More expansive infrastructures, and the mountains of monitoring telemetry data they generate, are useless if they are void of useful, actionable insights. The key is combining this data with advanced analytics that enable organizations to precisely and accurately identify the root cause, whether it's inside or beyond the firewall. This capability is critical, particularly in DevOps environments where timeframes for implementing needed modifications are dramatically collapsed.

Identify and Prioritize True Hot Spots

It is human nature to conclude that any symptom must have an underlying cause – but that's not always the case, and random events can happen. Just because you sneeze, doesn't necessarily mean you have a cold. The same concept applies to enterprise IT: a random, isolated application or site slowdown can occur and it's not necessarily a cause for concern, until/unless a clear pattern emerges – the slowdowns become more frequent or longer in duration, for example.

Given the sheer volume of alerts and potential issues, it's not surprising that many IT teams have gradually become desensitized. Machine learning and artificial intelligence (AI) can reduce the sheer number of alerts, by distinguishing between isolated anomalies and trends or patterns. Ultimately this can help keep alerts and issue escalations limited only to those instances where they're really warranted.

Put AI to Use – But Know Its Limits

In addition to identifying what are true trends worthy of concern, AI can deliver valuable predictive insights – for example, if performance for this particular server and resident application keeps degrading, which geographic customer segments will be impacted? How will business suffer?

AI can help, but we don't believe issue escalation and resolution will ever be a completely hands-off process. A machine can't "learn" to communicate earnestly with customers, nor can it "learn" when the business impact may be tolerable or not, which dictates the appropriate response (i.e., do on-call staffers really need to be called in the middle of the night?). If it's a clear pattern, and the revenue impact is big, the answer is yes. Otherwise, it may just be something that needs to be watched, and can wait until the morning.

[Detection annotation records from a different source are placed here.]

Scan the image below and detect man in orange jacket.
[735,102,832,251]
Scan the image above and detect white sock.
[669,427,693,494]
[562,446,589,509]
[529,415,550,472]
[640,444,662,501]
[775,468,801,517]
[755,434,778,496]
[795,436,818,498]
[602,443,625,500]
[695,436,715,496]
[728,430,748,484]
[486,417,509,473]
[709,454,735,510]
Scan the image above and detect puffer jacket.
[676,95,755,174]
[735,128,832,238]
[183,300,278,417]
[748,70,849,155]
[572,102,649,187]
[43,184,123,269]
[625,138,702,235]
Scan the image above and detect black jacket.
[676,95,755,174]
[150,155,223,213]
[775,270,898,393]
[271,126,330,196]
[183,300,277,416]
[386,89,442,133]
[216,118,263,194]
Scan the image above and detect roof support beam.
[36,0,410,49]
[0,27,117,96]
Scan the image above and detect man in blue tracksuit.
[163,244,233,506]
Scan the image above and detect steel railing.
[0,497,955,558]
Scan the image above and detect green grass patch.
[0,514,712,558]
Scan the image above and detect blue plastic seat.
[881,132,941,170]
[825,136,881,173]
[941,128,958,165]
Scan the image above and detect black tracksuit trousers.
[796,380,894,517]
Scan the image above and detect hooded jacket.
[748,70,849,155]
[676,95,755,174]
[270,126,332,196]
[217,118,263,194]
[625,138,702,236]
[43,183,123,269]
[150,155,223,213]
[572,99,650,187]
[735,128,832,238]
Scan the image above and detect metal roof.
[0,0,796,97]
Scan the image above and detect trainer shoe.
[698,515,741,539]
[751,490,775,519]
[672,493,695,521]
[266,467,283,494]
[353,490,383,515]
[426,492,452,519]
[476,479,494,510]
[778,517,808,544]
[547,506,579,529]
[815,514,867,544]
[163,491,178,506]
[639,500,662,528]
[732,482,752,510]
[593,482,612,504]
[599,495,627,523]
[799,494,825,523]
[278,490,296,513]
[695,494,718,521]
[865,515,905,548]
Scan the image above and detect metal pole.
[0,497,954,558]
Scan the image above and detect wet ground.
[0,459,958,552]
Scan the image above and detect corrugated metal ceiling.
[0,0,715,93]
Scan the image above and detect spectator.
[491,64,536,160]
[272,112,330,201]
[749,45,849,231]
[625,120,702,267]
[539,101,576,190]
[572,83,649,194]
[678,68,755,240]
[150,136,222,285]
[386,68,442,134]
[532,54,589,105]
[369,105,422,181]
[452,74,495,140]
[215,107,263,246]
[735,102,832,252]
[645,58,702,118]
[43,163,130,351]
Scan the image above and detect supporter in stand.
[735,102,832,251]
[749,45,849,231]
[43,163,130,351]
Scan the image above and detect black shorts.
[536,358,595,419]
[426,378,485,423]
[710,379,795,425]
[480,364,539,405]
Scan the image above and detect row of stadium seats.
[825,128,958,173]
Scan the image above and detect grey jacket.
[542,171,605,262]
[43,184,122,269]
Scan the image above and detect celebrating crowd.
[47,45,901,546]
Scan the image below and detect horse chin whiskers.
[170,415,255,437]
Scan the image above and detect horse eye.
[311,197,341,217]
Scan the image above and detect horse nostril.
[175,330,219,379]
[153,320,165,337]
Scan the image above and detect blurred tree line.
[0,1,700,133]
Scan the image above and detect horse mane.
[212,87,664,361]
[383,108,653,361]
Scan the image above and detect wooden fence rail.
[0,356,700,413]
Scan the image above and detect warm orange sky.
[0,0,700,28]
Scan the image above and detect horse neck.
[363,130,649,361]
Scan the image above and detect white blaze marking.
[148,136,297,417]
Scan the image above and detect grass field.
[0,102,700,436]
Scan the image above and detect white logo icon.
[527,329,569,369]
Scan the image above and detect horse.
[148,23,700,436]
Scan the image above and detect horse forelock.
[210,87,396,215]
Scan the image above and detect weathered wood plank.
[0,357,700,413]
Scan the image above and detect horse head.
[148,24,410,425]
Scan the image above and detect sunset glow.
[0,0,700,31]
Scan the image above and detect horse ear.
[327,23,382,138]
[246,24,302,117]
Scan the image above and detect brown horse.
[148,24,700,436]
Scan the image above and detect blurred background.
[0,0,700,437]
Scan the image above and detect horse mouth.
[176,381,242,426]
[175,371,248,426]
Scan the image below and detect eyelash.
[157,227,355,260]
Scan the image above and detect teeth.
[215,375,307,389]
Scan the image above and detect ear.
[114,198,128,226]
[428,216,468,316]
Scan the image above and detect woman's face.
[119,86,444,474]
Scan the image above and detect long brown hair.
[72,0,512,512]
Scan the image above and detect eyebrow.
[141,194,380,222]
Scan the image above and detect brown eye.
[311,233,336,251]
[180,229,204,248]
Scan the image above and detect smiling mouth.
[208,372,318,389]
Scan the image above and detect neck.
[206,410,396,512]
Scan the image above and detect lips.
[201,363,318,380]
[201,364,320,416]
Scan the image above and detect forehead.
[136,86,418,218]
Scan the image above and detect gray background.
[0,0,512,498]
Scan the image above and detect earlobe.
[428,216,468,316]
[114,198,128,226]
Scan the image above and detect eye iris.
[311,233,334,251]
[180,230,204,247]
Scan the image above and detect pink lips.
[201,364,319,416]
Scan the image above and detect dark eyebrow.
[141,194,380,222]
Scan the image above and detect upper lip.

Today, with so many elements to monitor and so much data being generated, performance monitoring initiatives can quickly devolve from a helpful, purposeful mechanism to a vortex of confusion and chaos. As performance monitoring becomes, by necessity, more comprehensive, it requires a more decisive, refined and sophisticated approach to managing alerts and escalating issues. Otherwise, we are in danger of performance monitoring tools controlling us, instead of guiding and serving us - their true intended purpose.